Era desolador. No solo les estaban vendiendo a nuestros hijos herramientas que no funcionaban, sino que también les estaban vendiendo una historia descafeinada, un pasado sin huesos, sin sangre, sin verdad. Un pasado tan inofensivo y aséptico como una tijera de punta redonda.

A la una de la madrugada, exhaustos, terminamos. La mesa del salón parecía el taller de un artesano loco. Libros forrados, material etiquetado, restos de plástico por todas partes. Nos desplomamos en el sofá. Habíamos sobrevivido.

Sandra cogió la tablet de Leo para poner la alarma del día siguiente. Vio una notificación. El grupo de WhatsApp de 2ºB, el de Carla, ya estaba activo. Abrió el mensaje. Era un vídeo.

En la pantalla, apareció la cara sonriente de la señorita Elvira, la tutora.
“¡Hola, familias! ¡Bienvenidos a este nuevo y emocionante curso!”, decía con un entusiasmo un poco forzado. “Este año tenemos una novedad increíble. Quiero presentaros a mi nuevo ayudante de clase… ¡EduBot 3.0!”.

La cámara giró y enfocó un pequeño robot holográfico que flotaba al lado de la mesa de la profesora. Tenía forma de bombilla con ojos grandes y parpadeantes.
“EduBot 3.0”, continuó Elvira, “personalizará el itinerario emocional de cada alumno, adaptará los contenidos para evitar cualquier disrupción cognitiva y garantizará en todo momento un espacio de aprendizaje emocionalmente seguro”.
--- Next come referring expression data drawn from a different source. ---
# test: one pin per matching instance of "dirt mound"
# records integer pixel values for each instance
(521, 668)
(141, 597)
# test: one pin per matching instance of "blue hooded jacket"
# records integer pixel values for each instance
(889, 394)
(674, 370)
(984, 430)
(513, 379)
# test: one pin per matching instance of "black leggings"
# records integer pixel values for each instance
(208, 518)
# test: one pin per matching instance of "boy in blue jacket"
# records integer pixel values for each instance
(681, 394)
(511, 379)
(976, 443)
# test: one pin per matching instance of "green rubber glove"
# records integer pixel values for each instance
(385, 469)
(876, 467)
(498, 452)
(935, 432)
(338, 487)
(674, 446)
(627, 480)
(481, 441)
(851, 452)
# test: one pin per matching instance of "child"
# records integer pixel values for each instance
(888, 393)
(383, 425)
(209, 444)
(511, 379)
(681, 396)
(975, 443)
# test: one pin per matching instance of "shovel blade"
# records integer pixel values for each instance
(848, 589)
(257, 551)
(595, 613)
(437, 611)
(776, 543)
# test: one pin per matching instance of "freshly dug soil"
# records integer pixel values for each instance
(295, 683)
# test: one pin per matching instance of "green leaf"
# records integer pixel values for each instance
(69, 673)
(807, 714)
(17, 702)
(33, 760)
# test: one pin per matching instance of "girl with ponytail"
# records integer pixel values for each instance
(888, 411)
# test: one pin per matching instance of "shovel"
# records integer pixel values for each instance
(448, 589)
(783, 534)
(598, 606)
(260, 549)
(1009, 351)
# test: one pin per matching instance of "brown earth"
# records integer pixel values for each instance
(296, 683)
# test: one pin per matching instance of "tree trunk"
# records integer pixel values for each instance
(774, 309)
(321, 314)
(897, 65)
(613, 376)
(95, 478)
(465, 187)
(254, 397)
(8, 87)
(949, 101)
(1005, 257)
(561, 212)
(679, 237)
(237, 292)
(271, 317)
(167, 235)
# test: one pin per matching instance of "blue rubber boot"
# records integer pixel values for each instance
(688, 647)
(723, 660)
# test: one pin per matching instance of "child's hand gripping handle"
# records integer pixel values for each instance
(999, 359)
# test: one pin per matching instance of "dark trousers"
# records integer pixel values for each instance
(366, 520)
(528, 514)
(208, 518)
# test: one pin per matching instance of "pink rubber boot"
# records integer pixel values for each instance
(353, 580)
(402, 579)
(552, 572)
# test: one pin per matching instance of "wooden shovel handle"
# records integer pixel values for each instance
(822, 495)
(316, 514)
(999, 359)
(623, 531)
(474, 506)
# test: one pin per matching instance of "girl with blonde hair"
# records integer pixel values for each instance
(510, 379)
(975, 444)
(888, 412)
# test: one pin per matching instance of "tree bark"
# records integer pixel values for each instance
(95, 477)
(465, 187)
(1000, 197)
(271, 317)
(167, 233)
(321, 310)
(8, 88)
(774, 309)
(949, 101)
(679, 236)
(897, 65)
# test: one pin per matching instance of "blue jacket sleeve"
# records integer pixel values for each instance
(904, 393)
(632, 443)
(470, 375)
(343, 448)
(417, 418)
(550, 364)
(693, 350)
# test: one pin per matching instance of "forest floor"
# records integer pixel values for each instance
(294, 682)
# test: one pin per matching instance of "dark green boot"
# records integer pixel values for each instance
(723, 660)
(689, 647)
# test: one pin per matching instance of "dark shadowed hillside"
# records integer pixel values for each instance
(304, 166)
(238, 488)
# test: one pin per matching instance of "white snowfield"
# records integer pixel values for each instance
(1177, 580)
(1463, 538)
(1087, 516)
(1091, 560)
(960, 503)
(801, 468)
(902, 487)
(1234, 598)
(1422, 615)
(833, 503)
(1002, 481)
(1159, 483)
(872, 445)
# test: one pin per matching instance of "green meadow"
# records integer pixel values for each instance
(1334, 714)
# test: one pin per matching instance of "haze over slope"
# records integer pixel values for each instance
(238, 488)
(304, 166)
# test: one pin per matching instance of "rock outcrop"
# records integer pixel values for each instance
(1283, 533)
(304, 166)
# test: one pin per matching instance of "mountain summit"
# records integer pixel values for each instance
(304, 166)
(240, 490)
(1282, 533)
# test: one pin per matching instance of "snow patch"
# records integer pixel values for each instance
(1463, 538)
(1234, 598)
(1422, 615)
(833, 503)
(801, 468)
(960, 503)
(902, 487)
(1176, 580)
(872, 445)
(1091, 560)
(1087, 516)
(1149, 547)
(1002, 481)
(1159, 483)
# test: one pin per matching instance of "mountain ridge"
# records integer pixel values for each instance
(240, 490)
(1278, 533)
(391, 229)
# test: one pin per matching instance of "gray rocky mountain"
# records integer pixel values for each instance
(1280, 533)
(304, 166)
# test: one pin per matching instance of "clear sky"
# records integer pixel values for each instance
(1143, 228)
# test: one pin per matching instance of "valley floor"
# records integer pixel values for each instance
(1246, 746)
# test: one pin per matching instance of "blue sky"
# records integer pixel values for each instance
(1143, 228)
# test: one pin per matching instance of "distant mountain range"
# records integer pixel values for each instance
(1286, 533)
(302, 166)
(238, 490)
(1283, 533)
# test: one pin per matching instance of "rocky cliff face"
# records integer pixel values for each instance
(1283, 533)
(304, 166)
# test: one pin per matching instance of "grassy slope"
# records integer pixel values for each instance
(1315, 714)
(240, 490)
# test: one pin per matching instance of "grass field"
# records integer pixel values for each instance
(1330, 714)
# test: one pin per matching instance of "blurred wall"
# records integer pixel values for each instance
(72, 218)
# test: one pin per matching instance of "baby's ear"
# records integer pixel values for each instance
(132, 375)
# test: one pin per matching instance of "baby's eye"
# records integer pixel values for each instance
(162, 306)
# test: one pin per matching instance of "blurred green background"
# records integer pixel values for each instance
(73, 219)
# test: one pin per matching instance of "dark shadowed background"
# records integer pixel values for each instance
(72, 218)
El vídeo terminó con el pequeño holograma hablando con una voz metálica y sin alma.
“Recordatorio: las tijeras de punta están desaconsejadas por el algoritmo de seguridad. Un día de aprendizaje feliz es un día de aprendizaje sin riesgos. Sonrían, por favor”.

Sandra y yo nos quedamos mirando la pantalla en silencio. Toda nuestra odisea, nuestra lucha por el cuaderno verde aguacate, nuestra victoria en la papelería de Pepi, nuestra batalla contra el forro adhesivo… todo había sido inútil. El nuevo profesor de nuestros hijos no era Elvira, ni nosotros. Era un algoritmo. Un programa diseñado para crear niños seguros, felices y perfectamente incapaces de enfrentarse a un mundo que, por desgracia, está lleno de puntas afiladas.

Javier se levantó. Cogió el carísimo compás de iridio de la mesa, esa reliquia por la que habíamos pagado una pequeña fortuna. Lo abrió. Y con una calma solemne, se dedicó a pinchar, una por una, todas las burbujas de aire que habían quedado en el forro del libro de «Perspectivas Narrativas del Devenir Peninsular». El sonido, un pequeño y satisfactorio «pop», era el único acto de rebelión que nos quedaba.